A la libération des camps de concentration et d’extermination, nombre de survivants en avaient fait la douloureuse expérience : le récit de leur captivité, des atrocités commises et des violences endurées suscitait bien souvent chez leurs interlocuteurs davantage de gêne et d’incrédulité que de compassion et d’empathie. Primo Levi l’avait décrit mieux que personne : « C’est une jouissance intense, physique, inexprimable que d’être chez moi, entouré des personnes amies, et d’avoir tant de choses à raconter : mais c’est peine perdue, je m’aperçois que mes auditeurs ne me suivent pas. Ils sont complètement indifférents : ils parlent confusément d’autre chose entre eux, comme si je n’étais pas là » (Si c’est un homme). Difficulté de trouver les mots pour décrire l’impensable, de trouver dans le regard de l’autre l’“ami” communiant dans le désespoir.
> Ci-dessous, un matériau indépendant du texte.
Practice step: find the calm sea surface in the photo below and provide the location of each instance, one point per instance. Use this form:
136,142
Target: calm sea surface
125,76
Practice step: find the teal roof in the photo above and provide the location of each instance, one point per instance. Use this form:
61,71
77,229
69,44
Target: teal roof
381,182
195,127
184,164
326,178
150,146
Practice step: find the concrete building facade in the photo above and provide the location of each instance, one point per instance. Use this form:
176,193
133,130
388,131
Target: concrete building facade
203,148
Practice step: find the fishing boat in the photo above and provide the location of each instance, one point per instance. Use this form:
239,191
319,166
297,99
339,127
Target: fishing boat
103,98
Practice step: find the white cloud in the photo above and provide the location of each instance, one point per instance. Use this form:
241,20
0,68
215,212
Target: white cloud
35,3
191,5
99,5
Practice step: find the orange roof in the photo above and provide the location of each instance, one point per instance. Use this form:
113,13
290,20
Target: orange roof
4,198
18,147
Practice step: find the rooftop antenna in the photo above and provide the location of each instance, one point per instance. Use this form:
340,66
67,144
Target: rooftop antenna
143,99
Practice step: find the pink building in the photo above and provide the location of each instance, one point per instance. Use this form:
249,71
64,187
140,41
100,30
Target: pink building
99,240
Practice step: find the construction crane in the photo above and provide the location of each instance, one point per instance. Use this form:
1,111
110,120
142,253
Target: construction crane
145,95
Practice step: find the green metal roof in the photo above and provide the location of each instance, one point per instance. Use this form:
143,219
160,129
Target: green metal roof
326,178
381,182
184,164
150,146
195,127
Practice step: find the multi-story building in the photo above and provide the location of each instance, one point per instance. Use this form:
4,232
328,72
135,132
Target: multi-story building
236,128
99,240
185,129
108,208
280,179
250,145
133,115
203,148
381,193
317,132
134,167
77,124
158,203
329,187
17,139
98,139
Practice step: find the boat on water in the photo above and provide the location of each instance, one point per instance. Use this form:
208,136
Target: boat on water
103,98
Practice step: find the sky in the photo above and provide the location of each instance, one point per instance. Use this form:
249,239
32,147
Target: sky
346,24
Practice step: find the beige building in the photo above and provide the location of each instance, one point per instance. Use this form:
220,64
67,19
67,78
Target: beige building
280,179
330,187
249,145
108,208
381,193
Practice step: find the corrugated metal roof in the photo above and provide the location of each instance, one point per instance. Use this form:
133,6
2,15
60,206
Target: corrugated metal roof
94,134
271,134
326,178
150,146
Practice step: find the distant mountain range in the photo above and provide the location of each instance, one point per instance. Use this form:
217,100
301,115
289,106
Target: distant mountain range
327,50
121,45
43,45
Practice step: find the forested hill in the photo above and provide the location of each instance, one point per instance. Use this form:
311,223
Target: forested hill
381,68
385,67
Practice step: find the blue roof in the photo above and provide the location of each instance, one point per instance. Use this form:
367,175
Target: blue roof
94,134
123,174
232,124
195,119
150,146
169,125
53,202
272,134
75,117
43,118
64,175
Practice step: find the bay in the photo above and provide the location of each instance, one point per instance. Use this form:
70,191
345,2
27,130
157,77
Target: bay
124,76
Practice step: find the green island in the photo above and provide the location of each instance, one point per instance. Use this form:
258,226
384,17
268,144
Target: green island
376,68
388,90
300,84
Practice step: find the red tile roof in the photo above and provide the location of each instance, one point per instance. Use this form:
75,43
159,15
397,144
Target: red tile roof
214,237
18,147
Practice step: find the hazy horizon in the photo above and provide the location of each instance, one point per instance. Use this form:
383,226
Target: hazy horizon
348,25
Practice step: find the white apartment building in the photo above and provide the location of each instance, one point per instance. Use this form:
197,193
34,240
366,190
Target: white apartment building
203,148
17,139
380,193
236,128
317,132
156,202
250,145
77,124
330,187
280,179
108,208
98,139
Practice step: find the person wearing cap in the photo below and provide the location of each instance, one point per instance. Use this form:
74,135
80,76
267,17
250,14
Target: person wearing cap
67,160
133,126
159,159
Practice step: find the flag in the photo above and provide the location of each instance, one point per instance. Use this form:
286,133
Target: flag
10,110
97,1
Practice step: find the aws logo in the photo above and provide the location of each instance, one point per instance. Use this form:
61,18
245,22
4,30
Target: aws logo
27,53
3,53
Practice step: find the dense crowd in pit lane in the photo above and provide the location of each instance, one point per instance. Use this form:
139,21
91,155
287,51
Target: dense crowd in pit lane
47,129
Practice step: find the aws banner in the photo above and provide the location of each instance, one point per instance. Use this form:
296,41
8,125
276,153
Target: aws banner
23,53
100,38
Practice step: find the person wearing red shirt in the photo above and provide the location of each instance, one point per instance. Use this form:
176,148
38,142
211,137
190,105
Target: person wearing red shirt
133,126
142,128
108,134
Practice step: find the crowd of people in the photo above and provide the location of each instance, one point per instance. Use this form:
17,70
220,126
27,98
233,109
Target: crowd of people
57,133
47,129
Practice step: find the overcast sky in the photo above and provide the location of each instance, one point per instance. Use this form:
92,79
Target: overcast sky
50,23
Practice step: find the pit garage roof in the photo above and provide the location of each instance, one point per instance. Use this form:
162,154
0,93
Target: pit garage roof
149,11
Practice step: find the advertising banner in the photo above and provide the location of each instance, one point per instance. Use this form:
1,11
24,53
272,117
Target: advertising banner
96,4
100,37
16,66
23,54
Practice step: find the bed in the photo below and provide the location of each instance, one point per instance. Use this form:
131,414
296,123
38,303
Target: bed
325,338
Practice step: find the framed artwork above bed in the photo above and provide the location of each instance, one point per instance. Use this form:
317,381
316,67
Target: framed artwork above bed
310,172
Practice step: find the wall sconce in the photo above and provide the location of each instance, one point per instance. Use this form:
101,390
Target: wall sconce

Ecueils du temps et de la labilité des témoignages, imprécision des souvenirs. « Se souvenir est un acte éthique, qui possède une valeur éthique en soi et par soi. (…) Faire la paix, c’est oublier. Pour que la réconciliation ait lieu, il est nécessaire que la mémoire soit défectueuse et limitée » (Susan Sontag, Devant la douleur des autres).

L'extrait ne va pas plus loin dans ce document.